In September 2016, beloved long-time director of administration and recruiting for Duke Fencing, Elizabeth Beguinet, was diagnosed with breast cancer. Shortly thereafter, she learned that the cancer had spread to her bones.
Shock, and no small amount of fear, rippled through her tight knit family — from her husband, Duke Fencing head coach Alex Beguinet, to their daughter Heather, a Duke alum, to Elizabeth’s sisters and extended family — all of them recognizing that, with stage 4 cancer, she was in the bout of her life.
Scans scheduled ahead of her first chemotherapy treatment revealed several metastases in her hip (in the ilia of the pelvis) and on her spine, which spurred Elizabeth’s oncologist Kimberly Blackwell, MD, to revise the original chemotherapy drugs to ones more in line with the now stage 4 diagnosis.
Two days after her first chemotherapy, Elizabeth and her daughter flew to Hawaii for a long-planned vacation to Hawaii with her sisters. Warned that the chemotherapy would cause her to lose her waist-long hair, she cut it to shoulder-length before the trip. While there, it began falling out.

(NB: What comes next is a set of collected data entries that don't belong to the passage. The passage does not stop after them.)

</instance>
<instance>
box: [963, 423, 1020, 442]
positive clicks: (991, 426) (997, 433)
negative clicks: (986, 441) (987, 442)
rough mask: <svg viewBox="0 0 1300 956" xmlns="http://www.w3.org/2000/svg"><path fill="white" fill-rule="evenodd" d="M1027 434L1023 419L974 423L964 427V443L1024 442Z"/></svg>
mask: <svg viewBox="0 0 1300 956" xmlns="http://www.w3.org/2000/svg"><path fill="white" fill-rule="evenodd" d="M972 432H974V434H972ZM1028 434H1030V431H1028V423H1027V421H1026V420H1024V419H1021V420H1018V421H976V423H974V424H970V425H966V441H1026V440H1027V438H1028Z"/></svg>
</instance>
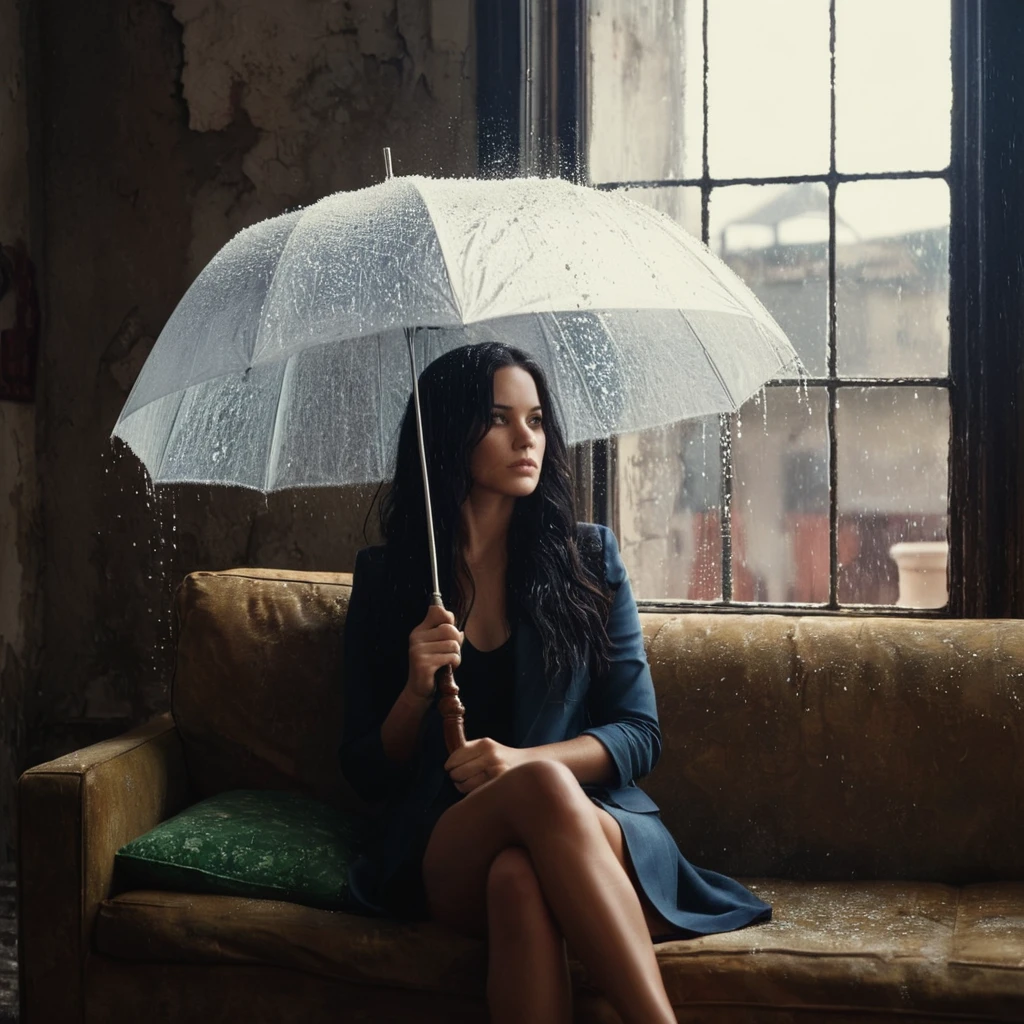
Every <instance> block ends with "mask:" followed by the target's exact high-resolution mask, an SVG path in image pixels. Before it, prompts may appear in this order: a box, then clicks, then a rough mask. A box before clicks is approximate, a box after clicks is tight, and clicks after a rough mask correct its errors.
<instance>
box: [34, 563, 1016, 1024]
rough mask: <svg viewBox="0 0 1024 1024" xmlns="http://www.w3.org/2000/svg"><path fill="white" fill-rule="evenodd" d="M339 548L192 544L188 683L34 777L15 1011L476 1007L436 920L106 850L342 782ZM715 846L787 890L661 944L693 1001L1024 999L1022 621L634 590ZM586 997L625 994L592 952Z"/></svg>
mask: <svg viewBox="0 0 1024 1024" xmlns="http://www.w3.org/2000/svg"><path fill="white" fill-rule="evenodd" d="M348 592H349V578H348V577H347V575H343V574H313V573H299V572H286V571H272V570H245V569H239V570H232V571H229V572H199V573H195V574H194V575H191V577H189V578H188V579H187V580H186V581H185V582H184V583H183V585H182V587H181V588H180V590H179V593H178V596H177V616H178V642H177V669H176V675H175V679H174V684H173V688H172V699H171V711H170V712H169V713H168V714H165V715H163V716H161V717H159V718H157V719H155V720H154V721H152V722H150V723H148V724H146V725H143V726H141V727H139V728H137V729H133V730H132V731H131V732H128V733H126V734H125V735H123V736H121V737H119V738H117V739H113V740H111V741H109V742H103V743H98V744H96V745H94V746H90V748H87V749H85V750H82V751H78V752H76V753H74V754H69V755H68V756H66V757H62V758H58V759H57V760H55V761H51V762H49V763H48V764H43V765H39V766H37V767H35V768H32V769H30V770H29V771H27V772H26V773H25V774H24V775H23V776H22V779H20V782H19V788H18V796H19V837H18V850H19V872H20V874H19V883H20V890H19V891H20V915H22V916H20V933H19V934H20V949H22V993H23V1024H63V1022H68V1024H70V1022H72V1021H74V1022H89V1024H129V1022H130V1024H135V1022H140V1021H145V1022H152V1024H158V1022H159V1024H163V1022H167V1024H170V1022H175V1024H179V1022H182V1021H189V1022H190V1021H207V1022H236V1021H238V1022H246V1024H264V1022H266V1024H269V1022H273V1024H279V1022H282V1021H301V1022H304V1024H318V1022H328V1021H331V1022H347V1021H424V1022H427V1021H429V1022H435V1021H436V1022H441V1021H444V1022H462V1021H484V1020H485V1019H486V1013H485V1009H484V1004H483V978H484V974H483V968H484V950H483V947H482V945H481V944H480V943H477V942H474V941H469V940H466V939H463V938H460V937H458V936H455V935H450V934H446V933H444V932H443V931H441V930H439V929H437V928H435V927H433V926H429V925H408V924H398V923H394V922H382V921H375V920H369V919H365V918H359V916H354V915H349V914H346V913H340V912H330V911H325V910H315V909H310V908H308V907H305V906H299V905H296V904H290V903H286V902H276V901H269V900H254V899H242V898H236V897H226V896H199V895H189V894H182V893H172V892H155V891H144V892H139V891H136V892H116V891H114V889H113V888H112V871H113V865H114V853H115V851H116V850H117V849H118V848H119V847H120V846H121V845H122V844H124V843H125V842H127V841H128V840H130V839H132V838H134V837H136V836H138V835H140V834H141V833H144V831H146V830H147V829H150V828H152V827H153V826H154V825H156V824H157V823H158V822H159V821H161V820H163V819H164V818H166V817H168V816H169V815H172V814H174V813H175V812H177V811H178V810H180V809H181V808H183V807H185V806H186V805H188V804H189V803H190V802H193V801H196V800H198V799H201V798H202V797H206V796H210V795H212V794H214V793H216V792H219V791H222V790H226V788H236V787H256V786H268V787H290V788H299V790H301V791H303V792H307V793H310V794H313V795H315V796H318V797H322V798H323V799H325V800H328V801H341V802H347V801H350V800H351V799H352V798H351V795H350V794H349V793H348V792H347V791H346V790H345V786H344V783H343V781H342V779H341V777H340V774H339V771H338V766H337V759H336V749H337V741H338V736H339V732H340V723H341V716H342V708H341V705H340V685H339V674H340V664H341V663H340V653H341V632H342V624H343V620H344V615H345V607H346V601H347V598H348ZM643 622H644V631H645V635H646V639H647V644H648V655H649V659H650V663H651V668H652V671H653V677H654V683H655V686H656V688H657V694H658V701H659V711H660V717H662V725H663V730H664V734H665V751H664V754H663V757H662V761H660V763H659V764H658V766H657V768H656V770H655V771H654V773H653V774H652V775H651V776H650V778H649V779H647V780H646V781H645V783H644V784H645V787H646V788H647V790H648V791H649V792H650V794H651V795H652V796H653V797H654V799H655V800H656V801H657V802H658V803H659V804H660V806H662V808H663V814H664V818H665V820H666V822H667V823H668V824H669V826H670V827H671V828H672V830H673V833H674V834H675V836H676V837H677V839H678V840H679V842H680V844H681V846H682V848H683V850H684V851H685V852H686V854H687V855H688V856H689V857H690V859H691V860H692V861H693V862H694V863H697V864H700V865H705V866H708V867H714V868H717V869H719V870H723V871H726V872H728V873H730V874H733V876H735V877H738V878H741V879H742V880H743V881H745V882H746V883H748V884H749V885H751V886H752V887H753V888H754V889H755V890H756V891H757V892H758V893H760V894H761V895H762V896H763V897H764V898H766V899H768V900H769V901H770V902H771V903H772V904H773V905H774V918H773V920H772V921H771V922H770V923H768V924H765V925H760V926H754V927H752V928H749V929H745V930H742V931H739V932H735V933H728V934H723V935H715V936H710V937H707V938H702V939H697V940H690V941H684V942H671V943H666V944H664V945H662V946H659V947H658V957H659V959H660V963H662V967H663V971H664V973H665V978H666V982H667V985H668V989H669V992H670V994H671V996H672V999H673V1004H674V1005H675V1007H676V1008H677V1013H678V1016H679V1020H680V1021H685V1022H696V1021H700V1022H725V1021H728V1022H729V1024H748V1022H754V1021H759V1022H760V1021H769V1022H773V1024H777V1022H791V1021H793V1022H796V1021H800V1022H808V1021H815V1020H824V1019H828V1020H838V1021H844V1022H867V1021H871V1022H874V1024H877V1022H878V1021H879V1020H880V1019H883V1018H886V1019H888V1018H890V1017H891V1018H894V1019H899V1020H901V1021H902V1020H908V1021H933V1020H934V1021H938V1020H999V1021H1021V1020H1024V881H1022V880H1024V817H1022V814H1024V622H1012V621H1001V622H963V621H941V620H933V621H921V620H910V618H882V617H842V618H841V617H825V616H820V617H812V616H804V617H797V616H782V615H729V614H705V613H684V614H653V613H645V614H644V615H643ZM573 974H574V981H575V985H577V989H578V1012H577V1017H578V1020H581V1021H612V1020H615V1019H616V1018H615V1015H614V1014H612V1013H611V1011H610V1010H609V1008H608V1007H607V1005H606V1004H605V1002H604V1001H603V1000H602V999H601V998H600V996H599V994H597V992H596V990H595V988H594V987H593V985H592V984H591V982H590V980H589V979H588V978H587V977H586V976H585V973H584V971H583V970H582V969H580V968H579V967H578V966H577V967H574V969H573Z"/></svg>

Elizabeth and Alex waited several weeks — until the fencing season was over — to tell colleagues and the fencing program students and parents about Elizabeth’s cancer. When they did go public with the news, they were touched by a flood of cards, e-mails and phone calls of support.
After a year of chemotherapy, the sudden growth of one of the tumors necessitated a revised plan to include lumpectomies and removal of several nearby lymph nodes, followed by six weeks of radiation to the lumpectomy and node-removal sites.
Some of the student-athletes came to sit with her during intravenous chemotherapy treatments — the roles temporarily reversed for the “team mom,” as they called her, who was so accustomed to being their cheerleader and shoulder to cry on.
A special video tribute created for Duke Athletics at the end of 2017 — The Spirit of Beguinet — had Elizabeth tearfully reliving her first year of treatment, with Alex by her side. Alex said, proudly, that she “took the bull by the horns.” He admired her strength and positivity. He couldn’t be sure that he’d have handled it quite the same if cancer had happened to him.